A pioneering cannabis-based medicine for multiple sclerosis from GW Pharmaceuticals (GWP.L) has been filed for approval in Europe, paving the way for its potential approval at the end of 2009 or early 2010.
Following numerous delays, the submission to regulators in Britain and Spain is a landmark for the British drugmaker, which also announced on Wednesday it had made a maiden net profit of 4.0 million pounds ($6.2 million) in the six months to March 31 from a 4.2 million loss a year ago.
Shares in the company rose 9 percent in early trade.
Clinical trials have shown GW's drug Sativex, which is sprayed under the tongue, reduces spasticity in multiple sclerosis patients who do not respond adequately to existing therapies.
If it is approved, Sativex will be marketed in Britain by Germany's Bayer (BAYG.DE) and in the rest of Europe by Spain's Almirall (ALM.MC).
Following the filings in Britain and Spain, submissions for approval will made in other European countries during 2010.

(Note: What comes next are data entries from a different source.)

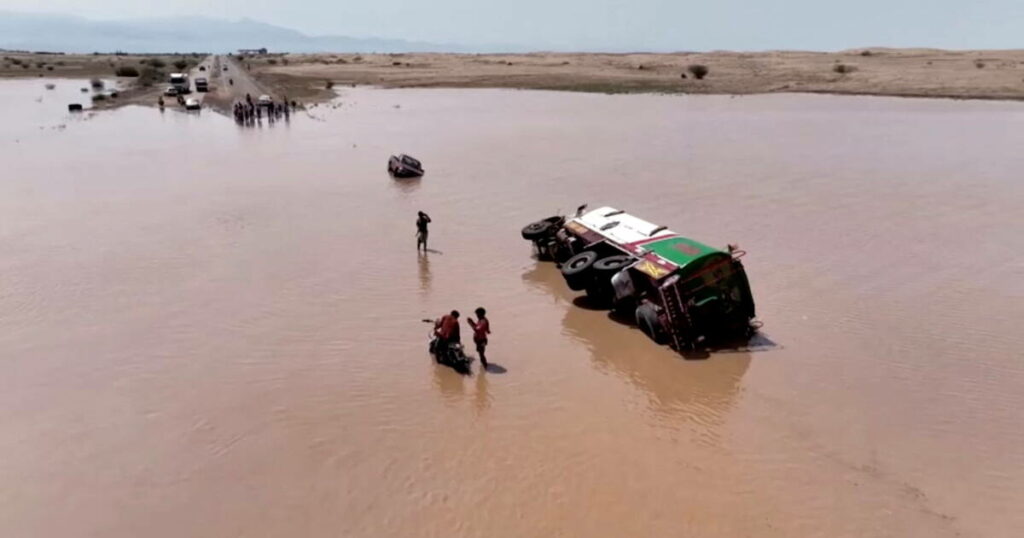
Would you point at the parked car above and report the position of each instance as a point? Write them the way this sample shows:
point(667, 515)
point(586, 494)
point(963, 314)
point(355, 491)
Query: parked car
point(680, 292)
point(404, 166)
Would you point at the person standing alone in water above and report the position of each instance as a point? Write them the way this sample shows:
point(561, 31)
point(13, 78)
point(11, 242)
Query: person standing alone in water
point(481, 328)
point(421, 231)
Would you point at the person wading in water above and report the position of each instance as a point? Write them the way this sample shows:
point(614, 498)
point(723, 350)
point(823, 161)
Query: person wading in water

Sativex became the world's first cannabis medicine to win regulatory approval when it was approved in Canada in 2005.
But the drug -- extracted from marijuana plants, grown at secret locations in the English countryside -- has been hit by a string of delays in Europe, where GW originally hoped to win approval in 2003.
The spray contains two active cannabinoids, CBD and THC. The latter substance is responsible for the euphoria associated with smoking cannabis.
GW also said it was planning a mid-stage Phase II clinical with a new cannabinoid medicine for the treatment of dyslipidaemia, or raised levels of fat in the blood, in Type II diabetes patients.